A new report from Intel Security and the Digital Government Security Forum (DGSF) looks at the fast changing digital world, which promises to transform how our government and public services operate.
It indicates that government and the wider public services will place increasing reliance on robust information security as public sector organisations continue exploiting developments in technology and digital information.
But information security needs to support this opportunity if we are to see the benefits of the digital revolution that the Government, public services and the NHS will face over the next decade by an explosion of data.
Information security will become even more important. Sophisticated cyber gangs already perceive governments and healthcare organisations as a prime target for cyberattacks, cyber extortion and ransomware.

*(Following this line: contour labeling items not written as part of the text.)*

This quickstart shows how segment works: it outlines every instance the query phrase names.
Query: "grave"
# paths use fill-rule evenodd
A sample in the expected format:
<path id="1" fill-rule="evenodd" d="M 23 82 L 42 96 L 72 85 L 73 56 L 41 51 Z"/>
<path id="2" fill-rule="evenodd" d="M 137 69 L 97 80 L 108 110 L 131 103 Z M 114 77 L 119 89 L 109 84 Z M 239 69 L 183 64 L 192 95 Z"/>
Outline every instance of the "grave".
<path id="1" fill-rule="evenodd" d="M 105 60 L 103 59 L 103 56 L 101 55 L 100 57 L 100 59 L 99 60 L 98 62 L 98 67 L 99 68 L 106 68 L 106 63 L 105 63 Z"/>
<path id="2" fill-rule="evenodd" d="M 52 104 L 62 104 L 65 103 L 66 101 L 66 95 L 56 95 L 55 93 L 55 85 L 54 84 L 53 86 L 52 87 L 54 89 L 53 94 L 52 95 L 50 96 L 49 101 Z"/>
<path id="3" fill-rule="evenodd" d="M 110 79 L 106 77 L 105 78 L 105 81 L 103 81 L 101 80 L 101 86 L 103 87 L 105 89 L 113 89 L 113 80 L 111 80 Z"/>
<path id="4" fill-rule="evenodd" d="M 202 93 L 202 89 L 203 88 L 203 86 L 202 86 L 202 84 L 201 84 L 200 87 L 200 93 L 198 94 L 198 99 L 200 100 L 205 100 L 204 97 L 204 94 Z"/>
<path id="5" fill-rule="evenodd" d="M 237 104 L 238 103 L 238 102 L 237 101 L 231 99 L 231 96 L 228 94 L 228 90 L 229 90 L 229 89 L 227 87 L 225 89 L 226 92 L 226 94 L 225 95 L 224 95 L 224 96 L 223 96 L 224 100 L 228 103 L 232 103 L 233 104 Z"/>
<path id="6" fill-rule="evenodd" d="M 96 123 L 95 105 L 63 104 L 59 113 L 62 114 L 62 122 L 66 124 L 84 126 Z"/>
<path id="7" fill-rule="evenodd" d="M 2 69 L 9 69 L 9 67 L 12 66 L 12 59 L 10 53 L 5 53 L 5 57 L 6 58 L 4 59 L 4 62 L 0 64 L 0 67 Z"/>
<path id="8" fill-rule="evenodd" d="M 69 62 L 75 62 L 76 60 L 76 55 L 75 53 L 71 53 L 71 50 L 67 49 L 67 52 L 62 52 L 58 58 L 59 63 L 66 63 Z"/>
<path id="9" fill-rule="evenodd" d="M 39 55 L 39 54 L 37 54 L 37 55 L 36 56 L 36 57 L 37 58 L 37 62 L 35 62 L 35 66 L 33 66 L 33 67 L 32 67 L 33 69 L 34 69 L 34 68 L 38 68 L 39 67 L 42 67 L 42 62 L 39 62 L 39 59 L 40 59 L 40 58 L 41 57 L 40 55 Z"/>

The report calls for a change of mind-set from ‘incident response’ to ‘continuous detection and response’, from ‘fire brigade’ to ‘detectives’.
At present information security tends to be very fragmented as it has been developed and implemented on a tactical basis reacting to new developments and changes in types of threats. As a result, it is generally silo-based and this creates opportunities for threat actors to exploit the gaps and overlaps between the silos. Technology and threats are changing faster than many security policies and controls.
‘We need to be thinking now about the security and data sharing implications of the ways that we will work in the future. This includes not just near term issues like cloud computing and social media, but also longer term developments such as automated systems for enquiry handling and even driverless vehicles’ says John Thornton of the DGSF.